Many diseases can produce anti-single-stranded DNA antibodies. These include liver diseases and drug-induced lupus. However, for the most part, only SLE (and MCTD) is associated with high-titer anti-dsDNA antibodies. These occur in nearly all SLE patients. In contradistinction to the ANA, levels of dsDNA antibodies are frequently used in monitoring disease activity, so it is often repeated in frequent intervals. Many other laboratory tests may be abnormal in SLE, and can be used in conjunction with the more specific tests for assessing disease activity. These include a low WBC (usually with neutropenia and lymphopenia), anemia (sometimes an autoimmune hemolytic anemia with positive Coombs), and thrombocytopenia. As suggested by the variety of ANA immunofluorescent patterns, ANAs may be directed against a number of different cellular constituents. Immunodiffusion and counterimmunoelectrophoresis can be performed using soluble components of cells (i.e., ENAs). The ENAs include anti-Ro, anti-La, anti-Smith and anti-ribonuclear protein (RNP). Anti-RNP is often accompanied by a speckled ANA and is seen in patients with SLE, or an overlap disease that is known as MCTD. Anti-Ro (SSA) and anti-La (SSB) are associated with Sjögren syndrome. In addition to nucleic acids, other protein antigens from both nuclei and cytoplasm have been shown to be targets of ANAs. The antinuclear specificities that are most common with SLE are anti-double-stranded DNA and anti-Smith. Anti-histone antibody and single-stranded DNA antibodies may be found in drug-induced lupus.

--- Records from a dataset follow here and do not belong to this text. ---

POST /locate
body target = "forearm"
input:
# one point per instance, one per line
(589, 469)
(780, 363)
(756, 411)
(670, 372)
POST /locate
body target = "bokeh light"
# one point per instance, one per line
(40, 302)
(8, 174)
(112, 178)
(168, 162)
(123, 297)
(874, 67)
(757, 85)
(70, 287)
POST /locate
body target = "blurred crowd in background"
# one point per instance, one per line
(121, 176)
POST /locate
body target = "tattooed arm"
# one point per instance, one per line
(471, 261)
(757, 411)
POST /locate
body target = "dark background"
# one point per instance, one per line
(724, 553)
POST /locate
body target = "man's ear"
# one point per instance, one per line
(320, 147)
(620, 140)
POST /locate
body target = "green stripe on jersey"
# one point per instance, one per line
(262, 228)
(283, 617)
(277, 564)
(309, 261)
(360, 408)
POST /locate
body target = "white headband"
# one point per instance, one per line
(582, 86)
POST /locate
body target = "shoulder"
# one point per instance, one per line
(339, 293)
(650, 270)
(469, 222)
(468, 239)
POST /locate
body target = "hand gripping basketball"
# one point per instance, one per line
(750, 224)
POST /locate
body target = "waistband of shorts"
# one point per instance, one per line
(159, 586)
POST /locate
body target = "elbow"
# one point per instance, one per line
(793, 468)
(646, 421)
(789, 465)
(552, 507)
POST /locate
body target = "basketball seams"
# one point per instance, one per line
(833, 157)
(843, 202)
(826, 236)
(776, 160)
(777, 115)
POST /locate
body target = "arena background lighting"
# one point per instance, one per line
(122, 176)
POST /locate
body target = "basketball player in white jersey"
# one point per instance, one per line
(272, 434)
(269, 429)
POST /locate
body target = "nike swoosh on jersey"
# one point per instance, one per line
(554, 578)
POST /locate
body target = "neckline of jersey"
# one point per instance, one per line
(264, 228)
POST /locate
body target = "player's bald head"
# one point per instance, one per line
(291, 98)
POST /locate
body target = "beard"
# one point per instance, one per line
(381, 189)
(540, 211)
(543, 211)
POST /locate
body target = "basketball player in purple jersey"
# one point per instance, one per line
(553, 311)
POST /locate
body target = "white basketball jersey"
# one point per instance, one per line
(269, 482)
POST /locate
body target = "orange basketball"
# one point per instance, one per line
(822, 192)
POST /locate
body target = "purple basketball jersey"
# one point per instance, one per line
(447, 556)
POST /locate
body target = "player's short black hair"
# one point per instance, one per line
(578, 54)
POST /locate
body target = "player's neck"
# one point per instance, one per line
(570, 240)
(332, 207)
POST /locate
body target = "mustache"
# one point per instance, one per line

Many patients with lupus may have concomitant antiphospholipid syndrome (APLS). However, APLS may exist in patients without lupus too. Patients with APLS often present with ischemic toes, arterial and venous clots, or even emboli, resulting in strokes. It is characterized by elevated partial thromboplastin time (PTT), false-positive Venereal Disease Research Laboratories test, and antiphospholipid antibodies.

A factor has been known to exist in the serum of some SLE patients that prolongs the PTT. This inhibitor was frequently associated with false-positive serologic tests for syphilis. The factor could be absorbed from plasma by phospholipids. This factor became known as the lupus anticoagulant, even though approximately half of the patients with this serologic abnormality do not have SLE. In addition, although the inhibitor acts as an anticoagulant in vitro, patients with the lupus anticoagulant were not prone to excess bleeding. In fact, the opposite was found: they were prone to both arterial and venous thromboses as well as thrombocytopenia and fetal loss or miscarriage.